In their experiments, the participants (N=199) were assigned to a particular model (the ones described earlier, defined as: A, B, and C) and were either told that they were playing against a human opponent, or an AI one. The main metrics they used to capture social perception were: intelligence, rapport (e.g. did the opponent seem engaged or not), and likeability. Additionally, the authors asked the question whether the participant felt she was playing against a human or an AI player. The results from their study demonstrate that the participants adopted different communication strategies when interacting with an entity perceived as a human than an AI. This led them to play differently and optimise the hints given, like providing the opposite word than the one before, etc. Interestingly, with one model (A), the users were likely to find it more intelligent when users perceived it as an AI, and it was guessing the word. Hence, the directionality (giver or guesser) had an impact on the perception of the opponent. In most of the cases when the AI was playing the role of giver, the users were having lower social perception on all the metrics used, especially when perceiving it as an AI opponent. The researchers also suggest that the feeling of being in control (the giver) was maybe more comfortable for the users, and also changed the social perception of their opponent. The authors end their article by reminding that evaluating the social perception of an agent cannot be done properly when users are presented with only one type of agent, or at least having the same exact behaviour all the time. Additionally, they emphasise on the context in which the collaboration takes place, as a determinant factor of the social perception.

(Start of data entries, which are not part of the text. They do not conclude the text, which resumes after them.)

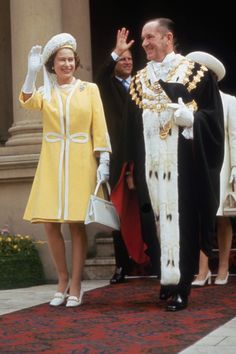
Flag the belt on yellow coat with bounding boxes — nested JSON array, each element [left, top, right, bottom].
[[45, 132, 89, 220]]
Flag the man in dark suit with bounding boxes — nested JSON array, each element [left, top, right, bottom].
[[96, 28, 159, 284]]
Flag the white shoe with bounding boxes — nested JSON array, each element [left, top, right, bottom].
[[66, 290, 83, 307], [49, 283, 69, 306], [214, 272, 229, 285], [192, 270, 211, 286]]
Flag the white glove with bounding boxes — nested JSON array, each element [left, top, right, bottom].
[[97, 151, 110, 183], [22, 45, 42, 93], [229, 166, 236, 183], [174, 97, 194, 128]]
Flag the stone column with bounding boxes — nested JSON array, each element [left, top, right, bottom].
[[4, 0, 62, 154]]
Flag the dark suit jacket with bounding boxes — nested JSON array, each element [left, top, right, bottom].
[[96, 56, 128, 171]]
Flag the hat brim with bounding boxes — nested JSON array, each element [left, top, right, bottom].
[[42, 33, 76, 64], [185, 52, 226, 81]]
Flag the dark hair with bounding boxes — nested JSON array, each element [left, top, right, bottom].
[[45, 47, 80, 74], [146, 17, 178, 48]]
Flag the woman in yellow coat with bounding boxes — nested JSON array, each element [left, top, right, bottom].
[[20, 33, 111, 307]]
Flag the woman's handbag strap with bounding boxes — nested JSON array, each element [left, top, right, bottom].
[[94, 181, 111, 196]]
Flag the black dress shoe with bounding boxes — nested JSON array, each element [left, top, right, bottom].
[[159, 286, 172, 300], [166, 294, 188, 312], [110, 267, 125, 284]]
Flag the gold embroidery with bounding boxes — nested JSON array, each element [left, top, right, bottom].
[[130, 58, 201, 139]]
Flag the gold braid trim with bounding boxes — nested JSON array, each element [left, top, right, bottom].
[[130, 63, 198, 113]]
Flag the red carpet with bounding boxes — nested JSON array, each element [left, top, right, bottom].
[[0, 277, 236, 354]]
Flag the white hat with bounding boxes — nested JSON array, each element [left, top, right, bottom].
[[186, 52, 226, 81], [42, 33, 77, 101]]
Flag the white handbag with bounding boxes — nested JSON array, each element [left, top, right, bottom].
[[84, 182, 120, 235], [223, 182, 236, 216]]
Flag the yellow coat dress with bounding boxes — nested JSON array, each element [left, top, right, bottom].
[[20, 80, 111, 222]]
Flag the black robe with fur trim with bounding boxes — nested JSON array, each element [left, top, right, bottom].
[[112, 63, 224, 294]]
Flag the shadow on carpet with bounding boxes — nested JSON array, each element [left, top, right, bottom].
[[0, 277, 236, 354]]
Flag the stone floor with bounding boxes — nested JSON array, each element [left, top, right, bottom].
[[0, 280, 236, 354]]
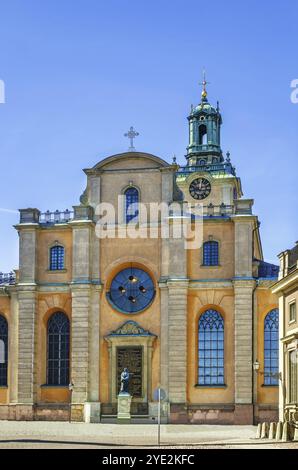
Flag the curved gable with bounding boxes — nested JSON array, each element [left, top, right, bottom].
[[86, 152, 170, 171]]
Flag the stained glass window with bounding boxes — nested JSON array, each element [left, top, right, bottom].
[[124, 187, 139, 224], [198, 309, 225, 386], [108, 267, 155, 313], [0, 315, 8, 387], [50, 245, 64, 271], [203, 241, 219, 266], [264, 308, 279, 385], [47, 312, 70, 385]]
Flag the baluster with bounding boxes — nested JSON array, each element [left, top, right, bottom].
[[44, 210, 51, 224], [64, 209, 70, 222], [207, 202, 214, 217], [54, 209, 61, 224]]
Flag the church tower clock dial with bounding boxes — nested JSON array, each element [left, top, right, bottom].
[[189, 178, 211, 201]]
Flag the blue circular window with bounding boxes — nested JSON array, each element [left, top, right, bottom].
[[108, 268, 155, 313]]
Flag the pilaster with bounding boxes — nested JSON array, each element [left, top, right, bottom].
[[168, 280, 188, 404], [234, 280, 255, 405]]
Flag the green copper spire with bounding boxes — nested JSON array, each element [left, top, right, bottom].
[[186, 71, 223, 166]]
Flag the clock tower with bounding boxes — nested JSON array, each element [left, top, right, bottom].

In my research, as I also presented before, this provides many different ideas and information on how to approach human-AI collaboration and interaction in general. As mentioned before, I for now do not intend to create conversational agents, however creating different agents-behavior could likely be an interesting path. Depending on the behavior of the agent, would we react differently to the social support provided by it ? If we know that it is a machine behind, do we necessarily think that it can outperform us ? Should it ? These are some of the questions that rose in my mind while reading this article, and following the presentation.
Among all the list of selected papers on behavior change and persuasive technology, Odalapo and colleague’s piece was the one that caught my attention the most. Not only because the topic is right on the spot for my research interests but primarily because from reading the title, I could imply that they followed a similar methodology to the one I use in my research. I always find it interesting to see how other researchers explore other approaches and theories parallel to mine. In this case, they designed a persuasive system based on the Transtheoretical Model or Stages of Change. How is this similar to my research? Well, I design persuasive systems based on the Self-Determination Theory. Let’s explore what these researchers found.

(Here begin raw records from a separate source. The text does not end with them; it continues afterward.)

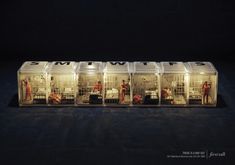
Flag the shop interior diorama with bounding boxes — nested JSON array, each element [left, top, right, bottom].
[[18, 61, 218, 107]]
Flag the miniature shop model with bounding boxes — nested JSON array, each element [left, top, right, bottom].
[[132, 62, 160, 105], [18, 61, 218, 107], [18, 61, 47, 105], [186, 62, 218, 105]]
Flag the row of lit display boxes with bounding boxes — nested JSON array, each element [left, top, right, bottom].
[[18, 61, 218, 107]]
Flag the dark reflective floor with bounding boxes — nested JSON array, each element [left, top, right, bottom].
[[0, 62, 235, 165]]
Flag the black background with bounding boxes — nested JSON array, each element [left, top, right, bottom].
[[0, 0, 235, 61], [0, 0, 235, 165]]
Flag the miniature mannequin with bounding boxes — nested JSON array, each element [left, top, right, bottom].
[[93, 81, 103, 94], [120, 80, 127, 103], [202, 81, 211, 104], [49, 90, 61, 104], [24, 78, 32, 101]]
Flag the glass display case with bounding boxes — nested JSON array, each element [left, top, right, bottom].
[[161, 62, 188, 105], [17, 61, 218, 107], [76, 61, 103, 105], [48, 61, 77, 105], [18, 61, 48, 106], [187, 62, 218, 106], [104, 62, 132, 105], [132, 62, 160, 105]]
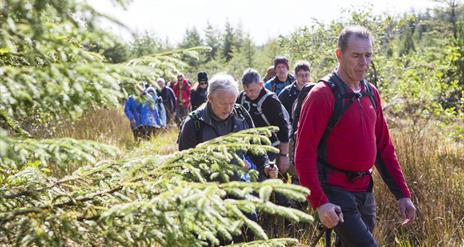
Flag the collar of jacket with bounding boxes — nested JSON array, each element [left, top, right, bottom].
[[271, 73, 295, 83]]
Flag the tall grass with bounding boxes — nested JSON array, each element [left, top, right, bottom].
[[375, 124, 464, 246], [50, 109, 464, 247]]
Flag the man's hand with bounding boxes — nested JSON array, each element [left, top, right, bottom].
[[264, 166, 279, 178], [316, 202, 344, 229], [398, 197, 416, 226], [277, 156, 290, 173]]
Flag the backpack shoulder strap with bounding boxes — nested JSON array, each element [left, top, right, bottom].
[[234, 104, 255, 128], [291, 83, 316, 136], [361, 80, 377, 111], [319, 72, 353, 145]]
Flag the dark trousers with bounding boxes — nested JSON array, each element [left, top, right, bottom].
[[176, 105, 190, 127], [325, 187, 377, 247], [132, 126, 155, 141]]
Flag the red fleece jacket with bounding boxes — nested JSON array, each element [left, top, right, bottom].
[[295, 82, 411, 208]]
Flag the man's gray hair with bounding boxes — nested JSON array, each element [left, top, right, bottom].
[[338, 26, 374, 52], [208, 74, 239, 96], [242, 68, 261, 86]]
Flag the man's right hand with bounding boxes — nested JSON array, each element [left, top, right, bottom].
[[316, 202, 343, 229]]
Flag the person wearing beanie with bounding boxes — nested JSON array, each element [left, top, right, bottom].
[[264, 56, 295, 95], [190, 71, 208, 111]]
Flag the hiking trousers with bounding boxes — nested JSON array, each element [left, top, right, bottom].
[[325, 186, 377, 247]]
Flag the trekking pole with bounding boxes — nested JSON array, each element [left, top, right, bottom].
[[309, 222, 327, 247], [325, 229, 332, 247]]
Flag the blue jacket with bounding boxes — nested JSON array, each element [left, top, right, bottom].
[[124, 94, 166, 129], [264, 74, 295, 95]]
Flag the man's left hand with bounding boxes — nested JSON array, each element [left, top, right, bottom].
[[398, 197, 416, 225], [277, 156, 290, 173]]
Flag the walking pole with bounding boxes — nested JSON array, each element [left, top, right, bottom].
[[309, 222, 330, 247], [325, 229, 332, 247]]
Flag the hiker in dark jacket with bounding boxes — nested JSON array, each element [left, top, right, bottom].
[[237, 69, 289, 175], [279, 61, 310, 125], [190, 71, 208, 111], [179, 74, 277, 178], [172, 74, 192, 126], [264, 56, 295, 95], [156, 78, 177, 124]]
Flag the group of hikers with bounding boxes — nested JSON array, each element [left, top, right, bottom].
[[124, 72, 208, 140], [126, 26, 416, 247]]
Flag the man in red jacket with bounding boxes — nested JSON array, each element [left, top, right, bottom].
[[172, 74, 192, 126], [295, 26, 416, 247]]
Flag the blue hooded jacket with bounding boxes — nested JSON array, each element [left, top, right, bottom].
[[124, 90, 166, 129]]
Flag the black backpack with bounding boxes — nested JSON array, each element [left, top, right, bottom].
[[239, 89, 291, 146], [290, 72, 377, 162]]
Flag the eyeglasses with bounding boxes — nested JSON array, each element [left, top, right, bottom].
[[296, 72, 309, 77]]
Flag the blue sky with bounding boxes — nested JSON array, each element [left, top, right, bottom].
[[89, 0, 434, 44]]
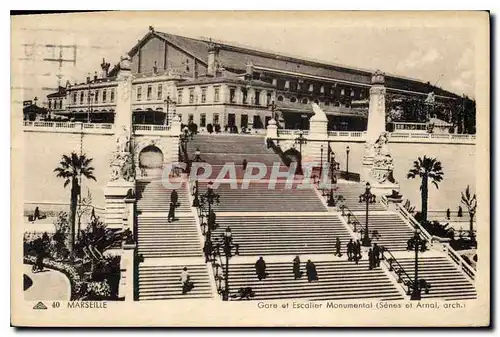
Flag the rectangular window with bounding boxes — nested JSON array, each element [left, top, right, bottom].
[[189, 89, 194, 104], [137, 87, 142, 101], [201, 88, 207, 103], [158, 84, 163, 99], [241, 88, 248, 104]]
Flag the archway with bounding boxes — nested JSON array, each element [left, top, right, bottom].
[[139, 145, 163, 177]]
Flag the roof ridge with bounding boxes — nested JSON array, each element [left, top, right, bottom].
[[158, 31, 457, 95]]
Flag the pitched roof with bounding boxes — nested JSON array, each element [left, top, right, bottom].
[[129, 31, 458, 98]]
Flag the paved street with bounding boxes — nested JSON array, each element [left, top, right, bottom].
[[24, 264, 71, 301]]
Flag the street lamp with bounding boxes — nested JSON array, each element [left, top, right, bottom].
[[406, 228, 430, 301], [359, 183, 376, 247], [163, 96, 172, 125], [345, 145, 351, 180], [319, 144, 323, 179], [267, 100, 278, 123], [217, 227, 240, 301], [295, 130, 307, 174], [328, 152, 340, 207]]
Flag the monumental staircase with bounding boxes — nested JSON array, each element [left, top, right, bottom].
[[136, 179, 213, 301], [131, 135, 476, 300]]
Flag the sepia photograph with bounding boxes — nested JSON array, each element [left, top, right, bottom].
[[11, 11, 490, 327]]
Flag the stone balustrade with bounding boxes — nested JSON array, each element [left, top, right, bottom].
[[272, 129, 476, 145]]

Odalapo et al. Tailoring Persuasive and Behaviour Change Systems Based on Stages of Change and Motivation
This research had several objectives: First, they wanted to explore how individuals perceived persuasive strategies at various stages of change. Next, they used the ARCS motivation model to understand why the persuasive strategies they selected motivate behavior change. They found that the stage of change in which individuals situate themselves plays a significant role in the perceived persuasiveness of different strategies and how these strategies motivate for various reasons.
To better understand this research article, we need to be aware that the Transtheoretical Model of Behavior Change states that individuals progress through six stages to adopt health behavior(i.e., precontemplation, contemplation, preparation, action, maintenance, and termination).

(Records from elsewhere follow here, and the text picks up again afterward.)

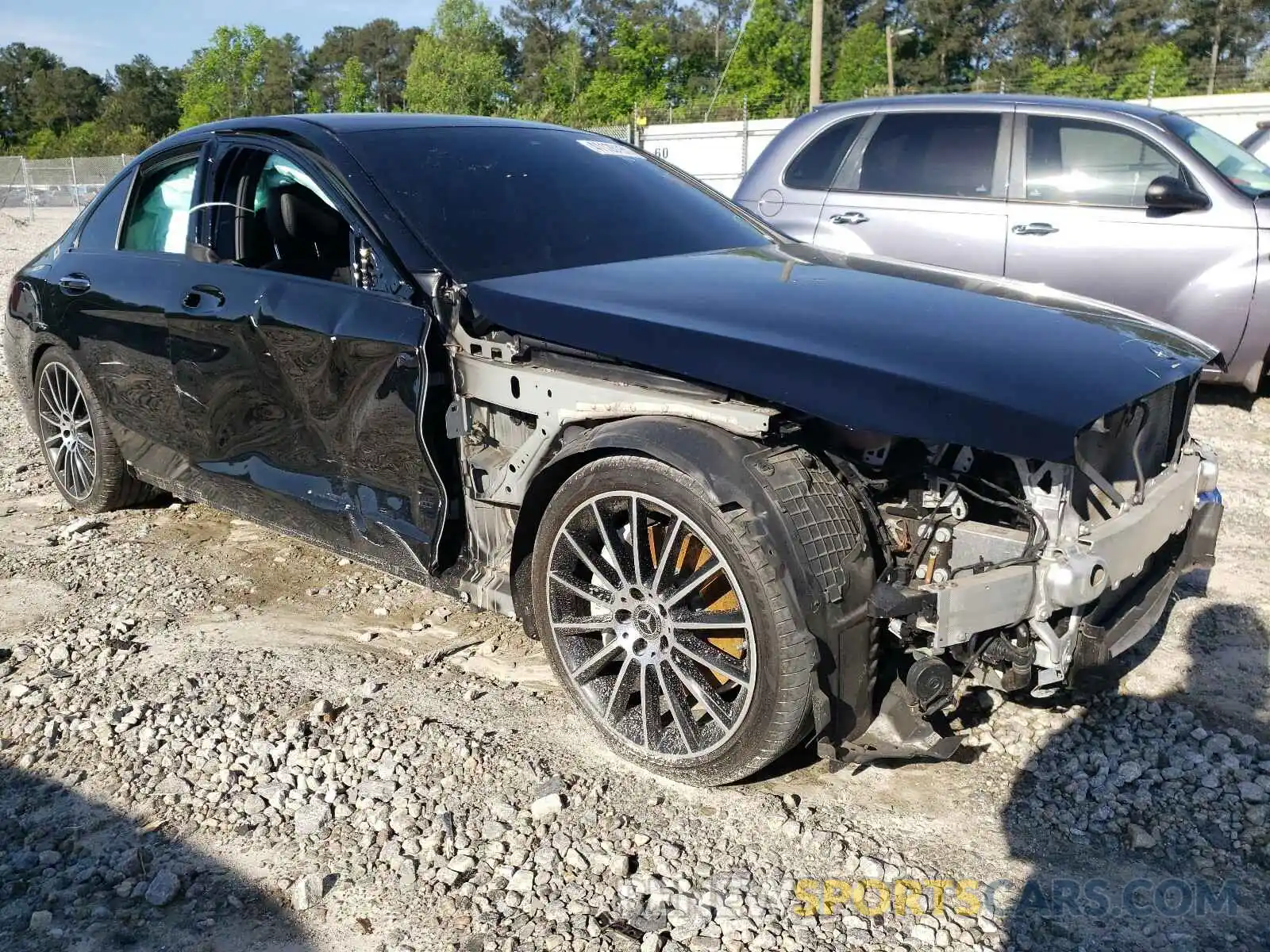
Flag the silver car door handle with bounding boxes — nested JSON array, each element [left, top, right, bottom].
[[57, 273, 93, 294], [1011, 221, 1058, 235]]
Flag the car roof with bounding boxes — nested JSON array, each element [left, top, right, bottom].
[[189, 113, 563, 136], [138, 113, 578, 161], [813, 93, 1168, 119]]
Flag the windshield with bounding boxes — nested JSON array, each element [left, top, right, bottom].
[[1164, 116, 1270, 198], [344, 125, 772, 281]]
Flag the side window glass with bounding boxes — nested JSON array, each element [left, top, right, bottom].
[[860, 113, 1001, 198], [783, 116, 868, 192], [122, 156, 198, 254], [1024, 116, 1183, 208], [212, 148, 353, 284], [75, 171, 132, 251]]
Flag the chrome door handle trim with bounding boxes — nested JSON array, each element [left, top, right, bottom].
[[1011, 221, 1058, 235]]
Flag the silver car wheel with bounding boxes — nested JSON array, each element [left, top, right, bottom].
[[37, 360, 97, 500], [546, 493, 756, 759]]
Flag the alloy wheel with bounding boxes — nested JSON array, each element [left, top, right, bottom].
[[546, 493, 757, 759], [37, 360, 97, 500]]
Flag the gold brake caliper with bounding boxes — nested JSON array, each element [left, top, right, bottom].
[[648, 525, 745, 684]]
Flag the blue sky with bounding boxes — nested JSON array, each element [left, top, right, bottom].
[[0, 0, 437, 72]]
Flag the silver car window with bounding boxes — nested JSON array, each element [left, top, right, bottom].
[[1024, 116, 1185, 208], [860, 112, 1001, 198], [783, 116, 868, 192]]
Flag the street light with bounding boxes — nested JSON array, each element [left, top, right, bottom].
[[887, 23, 913, 97]]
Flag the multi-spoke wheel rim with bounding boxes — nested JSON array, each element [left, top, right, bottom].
[[546, 493, 756, 759], [37, 360, 97, 499]]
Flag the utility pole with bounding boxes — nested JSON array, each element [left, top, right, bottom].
[[887, 23, 913, 97], [887, 23, 895, 97], [808, 0, 824, 109], [1208, 0, 1222, 95]]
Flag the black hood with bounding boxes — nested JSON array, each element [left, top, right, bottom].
[[468, 245, 1218, 461]]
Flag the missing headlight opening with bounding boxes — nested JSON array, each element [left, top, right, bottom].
[[827, 382, 1219, 760]]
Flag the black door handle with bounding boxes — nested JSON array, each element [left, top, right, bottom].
[[180, 284, 225, 313], [1011, 221, 1058, 235], [57, 271, 93, 294]]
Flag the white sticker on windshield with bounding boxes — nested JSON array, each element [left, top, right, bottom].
[[578, 138, 639, 159]]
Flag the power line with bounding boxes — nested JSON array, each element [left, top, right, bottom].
[[703, 0, 757, 122]]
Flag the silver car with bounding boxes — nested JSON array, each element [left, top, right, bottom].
[[1240, 119, 1270, 163], [735, 95, 1270, 391]]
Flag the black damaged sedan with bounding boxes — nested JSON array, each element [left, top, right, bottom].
[[4, 116, 1222, 783]]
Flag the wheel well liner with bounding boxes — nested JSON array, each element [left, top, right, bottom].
[[510, 416, 878, 743]]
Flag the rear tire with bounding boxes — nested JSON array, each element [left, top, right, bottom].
[[531, 455, 817, 785], [34, 347, 155, 512]]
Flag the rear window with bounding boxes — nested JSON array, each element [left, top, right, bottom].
[[860, 113, 1001, 198], [345, 125, 772, 281], [785, 116, 868, 192]]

Second, the authors employed persuasive strategies which distill from the Persuasive System Design. There are a total of 28 strategies, but authors selected the top 5 based on popularity from research articles (i.e., self-monitoring, reminder, suggestion, social role, praise).
Third, we need to know which constructs are used on the ARCS Model of Motivation: attention, relevance, confidence, and satisfaction.
Once these concepts are clear we can continue to the methodological part of the article. First, the authors designed a high-fidelity prototype that includes the previously selected persuasive strategies. Then they conducted a large-scale online survey to elicit participants’ responses concerning the effectiveness and motivational appeal using standardized questionnaires.
Their most interesting results found out that self-monitoring motivates behavior change for people at different stages of change through various mechanisms. The authors support their findings with quotes extracted from the comments participants input as part of their questionnaire answers. Finally, they conclude the article by providing design guidelines for persuasive system design.
Overall I enjoyed this paper. However a major limitation is that their results are based on subjective accounts of what people would consider the persuasive strategies will provoke on them. This is questionable as people do not always do what they say they will do . It would be interesting to see how these perceptions will be when giving participants a fully functional system instead of a high fidelity prototype. This is something authors mention they will do in future work. I will definitely keep an eye on their research with big expectations of coming insightful results.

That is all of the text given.